程紫清自己坐在房车内,还有点不习惯,她透过窗户向外望,想起一个半月前自己还不知道站在哪里候场,现在居然演上了黄导的戏,还压李仪范一头,她肯定气疯了。本以为按她的作风,肯定会大闹,不知道怎么这次这么安分,看来传言是真的,李保跟她分手,所以没人护着她,法力全失了吧。
词背得很熟,现在还没开始走戏,有些空余,不知道干吗。
以前这时候,她都是跟裴姐边聊天边搭档背词。过去她演的角色的词,全天下第一熟的是程紫清本人,第二个就是裴姐。
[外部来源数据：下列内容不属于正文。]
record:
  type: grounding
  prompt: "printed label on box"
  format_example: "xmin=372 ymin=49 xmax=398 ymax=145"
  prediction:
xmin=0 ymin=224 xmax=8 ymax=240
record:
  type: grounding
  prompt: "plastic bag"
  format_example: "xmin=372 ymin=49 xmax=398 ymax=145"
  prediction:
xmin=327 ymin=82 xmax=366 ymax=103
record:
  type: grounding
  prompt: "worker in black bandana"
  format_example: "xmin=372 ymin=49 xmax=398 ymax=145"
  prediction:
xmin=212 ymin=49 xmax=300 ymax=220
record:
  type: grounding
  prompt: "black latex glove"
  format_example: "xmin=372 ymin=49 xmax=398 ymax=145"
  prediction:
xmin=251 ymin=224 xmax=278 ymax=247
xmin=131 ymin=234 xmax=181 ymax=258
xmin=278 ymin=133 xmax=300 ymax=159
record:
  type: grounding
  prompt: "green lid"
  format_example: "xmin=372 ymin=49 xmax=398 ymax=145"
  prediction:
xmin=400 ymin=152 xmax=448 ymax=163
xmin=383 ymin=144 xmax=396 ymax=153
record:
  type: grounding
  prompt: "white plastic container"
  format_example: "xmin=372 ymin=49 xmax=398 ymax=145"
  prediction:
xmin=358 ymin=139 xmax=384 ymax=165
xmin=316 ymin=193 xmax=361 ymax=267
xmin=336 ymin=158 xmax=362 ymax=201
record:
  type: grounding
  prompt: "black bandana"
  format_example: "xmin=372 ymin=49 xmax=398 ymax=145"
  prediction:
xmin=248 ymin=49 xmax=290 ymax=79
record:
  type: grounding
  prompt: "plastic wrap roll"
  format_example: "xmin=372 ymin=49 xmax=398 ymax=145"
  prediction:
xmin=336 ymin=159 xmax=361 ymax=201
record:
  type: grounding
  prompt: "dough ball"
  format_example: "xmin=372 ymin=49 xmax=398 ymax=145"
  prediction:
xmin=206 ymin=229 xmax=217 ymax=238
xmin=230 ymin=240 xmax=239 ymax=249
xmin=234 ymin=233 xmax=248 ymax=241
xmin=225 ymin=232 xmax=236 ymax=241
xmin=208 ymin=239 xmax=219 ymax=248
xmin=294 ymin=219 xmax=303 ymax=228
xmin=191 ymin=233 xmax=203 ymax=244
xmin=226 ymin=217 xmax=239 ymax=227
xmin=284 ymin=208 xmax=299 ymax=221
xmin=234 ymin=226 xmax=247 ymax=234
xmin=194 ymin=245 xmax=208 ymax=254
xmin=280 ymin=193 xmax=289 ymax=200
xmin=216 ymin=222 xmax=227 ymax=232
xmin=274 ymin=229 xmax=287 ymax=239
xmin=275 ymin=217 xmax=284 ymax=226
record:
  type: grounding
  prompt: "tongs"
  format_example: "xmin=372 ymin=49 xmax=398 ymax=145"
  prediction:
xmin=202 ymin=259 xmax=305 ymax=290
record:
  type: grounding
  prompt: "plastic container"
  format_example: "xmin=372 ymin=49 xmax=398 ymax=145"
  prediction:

想了想,还是拿起手机,片刻后,裴姐如约敲响她的门,神情却不那么自然。确切地说,很努力表现得自然但还是失败了。程紫清比她大度轻松多了,也许这跟她是演员有很大关系。反正这孩子向来习惯隐藏自己内心的真实看法,开心也不表现出来,在片场被人欺负了也从来不说。
“角色拿到了,替我谢谢你经纪人。”
“好。词多不多?”裴姐能感觉到程紫清现在有明星范儿了,她说话既缓慢又从容。
“第一个角色嘛,能有个两三句可以了。而且还是名导的电影。”
程紫清点点头,关心问:“带她跑过剧组吗?”
“嗯,跑过。”
“怎么样?”
“刚开始嘛,都差不多。”
像是忍耐了很久,程紫清看着裴姐,以近乎坦白的口吻说:“等我火了,我就回去给你做艺人。以后,我们俩人还一起工作,你也不用再带新人四处跑剧组,不用这么辛苦。”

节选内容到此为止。